Available at its ‘Better Life Index‘ site, this index is part of the move, in the spirit of the Stiglitz commission, to broaden evaluations of economic performance beyond GDP, which Robert Kennedy famously commented

does not allow for the health of our children, the quality of their education or the joy of their play. It does not include the beauty of our poetry or the strength of our marriages, the intelligence of our public debate or the integrity of our public officials. It measures neither our wit nor our courage, neither our wisdom nor our learning, neither our compassion nor our devotion to our country, it measures everything in short, except that which makes life worthwhile

The OECD Better Life index measures few of these things either, but it does have a variety of indicators, and what is especially noteworthy from a QM teaching perspective, it allows individuals to weight each indicator according to their own preferences and compare countries on that basis.
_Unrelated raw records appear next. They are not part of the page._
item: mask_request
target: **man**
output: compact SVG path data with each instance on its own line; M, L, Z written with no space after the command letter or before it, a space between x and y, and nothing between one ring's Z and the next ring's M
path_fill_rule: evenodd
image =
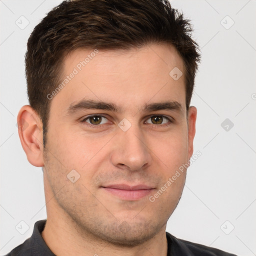
M35 28L18 122L47 220L8 255L232 255L166 232L193 156L190 31L159 0L64 2Z

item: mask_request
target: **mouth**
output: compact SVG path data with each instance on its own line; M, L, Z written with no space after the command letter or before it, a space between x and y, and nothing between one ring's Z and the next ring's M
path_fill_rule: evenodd
M141 199L149 195L155 189L152 186L142 184L136 186L116 184L102 186L102 188L112 195L130 201Z

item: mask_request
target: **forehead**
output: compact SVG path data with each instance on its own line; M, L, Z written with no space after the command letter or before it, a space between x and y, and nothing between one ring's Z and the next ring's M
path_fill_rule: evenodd
M79 49L66 56L64 63L62 88L52 102L64 110L82 99L114 102L124 110L168 100L184 107L184 76L177 80L171 76L173 70L184 74L184 65L172 46Z

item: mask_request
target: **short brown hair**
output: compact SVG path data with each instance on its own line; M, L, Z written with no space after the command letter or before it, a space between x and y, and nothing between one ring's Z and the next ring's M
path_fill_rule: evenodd
M79 48L129 50L152 43L174 46L185 66L188 109L200 62L190 21L167 0L64 1L35 27L28 42L26 70L30 104L43 124L44 144L51 100L65 54Z

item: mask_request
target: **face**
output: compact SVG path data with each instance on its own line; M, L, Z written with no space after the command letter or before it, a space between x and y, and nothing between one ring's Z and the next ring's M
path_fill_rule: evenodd
M92 52L65 58L68 82L50 100L44 181L56 208L48 211L84 234L138 244L165 230L181 196L186 170L177 170L192 156L195 108L188 123L184 76L169 74L184 74L172 46Z

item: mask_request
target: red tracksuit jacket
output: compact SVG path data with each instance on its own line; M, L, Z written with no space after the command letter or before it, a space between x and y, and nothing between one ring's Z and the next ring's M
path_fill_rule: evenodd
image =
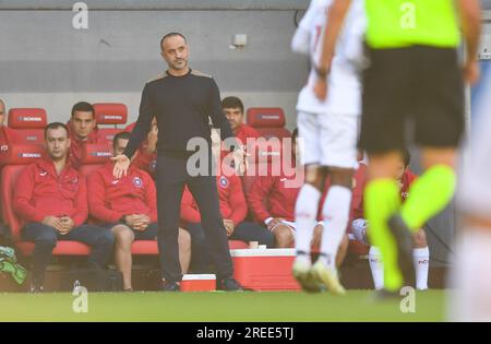
M70 163L72 164L73 168L79 169L82 165L82 150L85 144L92 144L92 143L107 143L106 138L103 138L98 133L97 127L94 128L94 130L88 134L87 140L81 141L76 138L72 126L70 121L67 123L67 127L69 128L69 135L70 135Z
M17 134L9 127L0 127L0 166L8 156L9 149L13 143L17 142Z
M248 214L248 204L242 190L242 181L237 175L226 177L221 174L216 176L220 213L224 218L233 221L237 226ZM181 221L184 223L201 223L201 215L191 191L184 189L181 201Z
M157 222L157 197L152 177L134 166L127 176L112 176L113 163L95 170L87 179L88 210L101 223L118 222L124 215L145 214Z
M260 133L252 128L251 126L248 124L240 124L240 127L233 132L235 137L237 139L239 139L243 145L246 145L248 143L248 138L254 138L258 139L260 138Z
M40 159L19 177L14 209L24 223L67 215L80 226L88 213L85 179L70 163L58 176L51 161Z
M286 176L259 176L248 194L249 206L254 217L264 223L267 217L295 221L295 202L300 187L286 188L285 182L295 179Z
M415 182L415 180L417 178L418 178L418 176L415 175L410 169L406 169L406 171L404 173L404 175L403 175L403 188L400 189L400 199L403 200L403 202L409 195L409 193L408 193L409 187L411 186L412 182ZM364 185L360 186L360 188L364 189ZM356 220L356 218L364 218L363 197L361 197L358 207L356 207L355 211L354 211L354 216L351 217L351 220Z

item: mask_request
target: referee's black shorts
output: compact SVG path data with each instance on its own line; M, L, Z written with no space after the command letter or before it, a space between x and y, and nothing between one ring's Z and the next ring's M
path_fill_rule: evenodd
M378 154L406 147L456 147L465 128L464 81L456 49L367 49L359 146ZM407 123L414 137L406 138Z

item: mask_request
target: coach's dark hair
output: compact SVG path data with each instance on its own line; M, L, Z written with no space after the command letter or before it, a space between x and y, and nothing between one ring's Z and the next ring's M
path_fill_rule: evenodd
M404 166L408 167L409 164L411 163L411 154L409 153L409 151L407 149L404 149L400 152L400 155L403 156Z
M226 97L224 100L221 100L221 108L224 109L236 109L239 108L240 111L243 114L243 103L238 97Z
M68 138L68 135L69 135L68 127L61 122L52 122L45 127L45 140L47 138L48 130L58 129L58 128L63 128L64 131L67 131L67 138Z
M72 117L76 111L92 112L92 117L94 117L95 110L94 106L87 102L79 102L72 107Z
M188 39L184 37L183 34L181 34L181 33L168 33L167 35L165 35L165 36L161 37L161 39L160 39L160 49L161 49L161 47L164 46L164 40L166 40L166 39L169 38L169 37L175 37L175 36L182 37L182 39L184 39L184 41L188 43Z
M128 131L120 131L112 138L112 147L116 149L118 140L130 140L131 133Z

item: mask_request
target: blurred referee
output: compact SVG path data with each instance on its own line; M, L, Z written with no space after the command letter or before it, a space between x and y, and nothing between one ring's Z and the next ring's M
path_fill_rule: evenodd
M120 178L130 166L130 159L146 138L152 119L158 126L157 143L157 244L163 271L163 289L178 292L182 271L179 264L178 228L180 204L184 186L188 185L201 212L206 240L217 271L217 288L240 290L232 278L233 266L228 248L227 232L220 215L216 178L212 171L211 130L208 117L214 127L220 129L221 140L233 138L225 117L218 86L212 76L189 67L188 41L180 33L169 33L160 40L161 57L168 70L146 83L142 93L140 115L122 155L112 159L113 175ZM205 163L208 173L191 176L187 169L188 159L194 151L188 151L191 139L206 140L208 157ZM239 151L239 150L238 150ZM237 155L241 155L238 153Z

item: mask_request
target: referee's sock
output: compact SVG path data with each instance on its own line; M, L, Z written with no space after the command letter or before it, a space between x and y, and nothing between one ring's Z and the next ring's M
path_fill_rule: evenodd
M427 169L409 188L409 197L400 207L400 217L416 233L431 217L440 213L452 200L456 176L447 165Z
M397 292L403 286L398 268L397 245L387 226L387 220L400 206L400 190L394 179L371 180L364 190L364 213L369 222L370 242L378 247L384 262L384 287Z
M306 260L310 264L310 242L314 227L316 224L319 201L321 199L321 191L310 183L304 183L295 204L295 222L297 224L297 237L295 239L295 247L297 252L304 252L299 254L299 260Z

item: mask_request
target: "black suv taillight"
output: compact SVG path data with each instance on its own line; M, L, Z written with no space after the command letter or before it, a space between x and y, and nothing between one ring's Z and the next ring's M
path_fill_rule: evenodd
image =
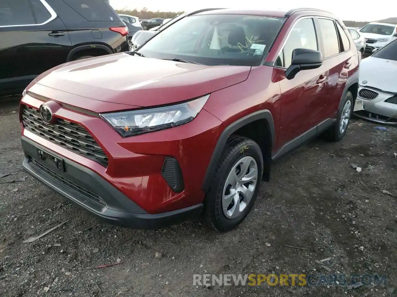
M128 35L128 27L126 26L123 27L109 27L109 29L114 32L117 32L121 34L121 36Z

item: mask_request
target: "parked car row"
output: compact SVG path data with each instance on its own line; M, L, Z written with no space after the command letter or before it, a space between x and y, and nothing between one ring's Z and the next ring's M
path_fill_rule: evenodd
M397 38L397 25L373 22L362 28L359 34L365 38L365 52L370 54Z
M0 95L60 64L129 50L108 0L0 1Z
M317 135L344 137L360 56L343 23L318 10L204 10L172 21L133 51L31 82L23 166L111 223L202 217L227 231L273 161Z
M139 19L137 17L127 14L119 14L120 17L128 27L128 43L130 49L132 48L132 44L131 40L134 34L138 31L143 30Z

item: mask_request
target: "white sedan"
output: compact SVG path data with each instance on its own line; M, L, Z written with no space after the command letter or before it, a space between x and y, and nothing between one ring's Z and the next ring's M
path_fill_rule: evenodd
M397 126L396 77L397 40L361 60L355 114L377 123Z

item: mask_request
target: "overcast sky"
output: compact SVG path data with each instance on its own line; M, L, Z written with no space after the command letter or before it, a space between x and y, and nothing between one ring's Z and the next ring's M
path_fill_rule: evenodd
M288 10L297 7L310 7L327 10L337 15L345 21L374 21L397 17L397 2L392 0L386 2L381 0L380 2L347 0L343 1L324 1L318 0L275 0L264 1L262 3L268 2L266 5L259 4L257 6L251 2L250 8L265 8L269 10L281 9ZM241 2L242 3L243 1ZM190 2L190 3L189 3ZM281 3L282 2L282 3ZM231 3L236 3L231 5ZM299 4L297 4L297 3ZM382 3L383 3L382 4ZM149 1L131 1L131 0L110 0L110 4L114 8L140 10L147 7L149 10L157 11L191 11L196 9L212 7L238 7L238 2L231 0L200 0L198 1L167 1L167 0L149 0ZM247 2L243 7L247 8Z

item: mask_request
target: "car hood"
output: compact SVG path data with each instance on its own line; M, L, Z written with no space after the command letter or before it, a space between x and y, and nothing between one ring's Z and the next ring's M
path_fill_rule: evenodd
M396 76L397 61L368 57L360 63L360 84L363 86L397 93Z
M363 32L359 32L360 34L364 36L364 38L368 38L370 39L380 39L381 38L390 38L391 35L384 35L382 34L376 34L375 33L364 33Z
M66 63L35 81L87 99L146 107L175 103L238 84L247 79L251 69L121 53Z

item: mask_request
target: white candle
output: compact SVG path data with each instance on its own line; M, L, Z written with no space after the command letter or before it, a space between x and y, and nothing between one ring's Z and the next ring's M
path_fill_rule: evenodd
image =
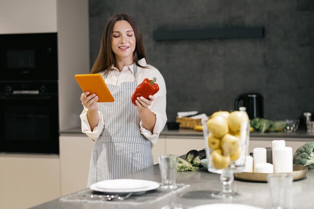
M289 173L293 171L292 147L276 148L273 152L273 156L275 160L273 161L274 173Z
M253 157L251 156L247 156L245 158L245 166L243 172L253 172Z
M275 170L275 156L274 155L274 149L276 148L285 147L285 141L284 140L274 140L271 142L271 148L272 149L272 165L274 166L274 171Z
M257 147L253 150L253 170L255 172L255 165L266 162L266 149Z
M255 165L255 172L256 173L272 173L273 172L272 165L268 162Z

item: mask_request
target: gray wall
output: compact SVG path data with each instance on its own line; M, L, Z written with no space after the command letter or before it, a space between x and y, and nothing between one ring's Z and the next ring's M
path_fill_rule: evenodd
M107 20L127 13L166 81L169 121L178 111L232 110L237 96L253 92L264 97L265 118L299 118L314 112L313 10L310 0L90 0L91 65ZM257 27L263 38L153 39L160 27Z

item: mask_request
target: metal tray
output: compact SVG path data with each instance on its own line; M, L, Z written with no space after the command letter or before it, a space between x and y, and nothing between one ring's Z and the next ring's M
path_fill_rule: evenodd
M303 165L293 164L293 180L299 180L306 175L307 167ZM269 173L251 173L242 172L234 173L234 178L247 181L267 182L267 175Z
The results are of limited use for analysis, but they could be a good way to teach about weights, or the issues involved in constructing summary indicators.

The website is interactive and has a range of information about the data used to construct each element of the index, country rankings on each of these, and discussion of the nature of measurement as well as the data itself downloadable as excel files.

I’ve just read David Hand’s Statistics a Very Short Introduction (2008, Oxford UP)
Statistics introductions, especially when they are not subject specific, tend to be uninspiring and formula driven. This is not: a good short read that helps give students context to what they might do with quants.

Richard Alldritt of the UKSA has an excellent blog entry ‘Numbers are Not Enough’ at the RSS’s (beta) StatsUserNet site on the need to have a good grasp of the ‘metadata’ when using official statistics, and even more so, the ‘open data’ that will increasingly be released by central and local authorities.

Dilnot and Blastland have an excellent chapter in Tiger That Isn´t about the way measurement error, gaming, definitions and the whole process of the social construction of data conspire to transform data from what we might think is a transparent representation of the obvious into anything but. They put it extremely well (p. 15; 158):

“we can establish a simple rule. If it has been counted it has been defined, and that will almost always have meant squeezing reality into boxes that don´t fit…The idealised perception of where numbers come from is that someone measures something, the figure is accurate and goes straight in the database. That is about as far from the truth as it is possible to get.”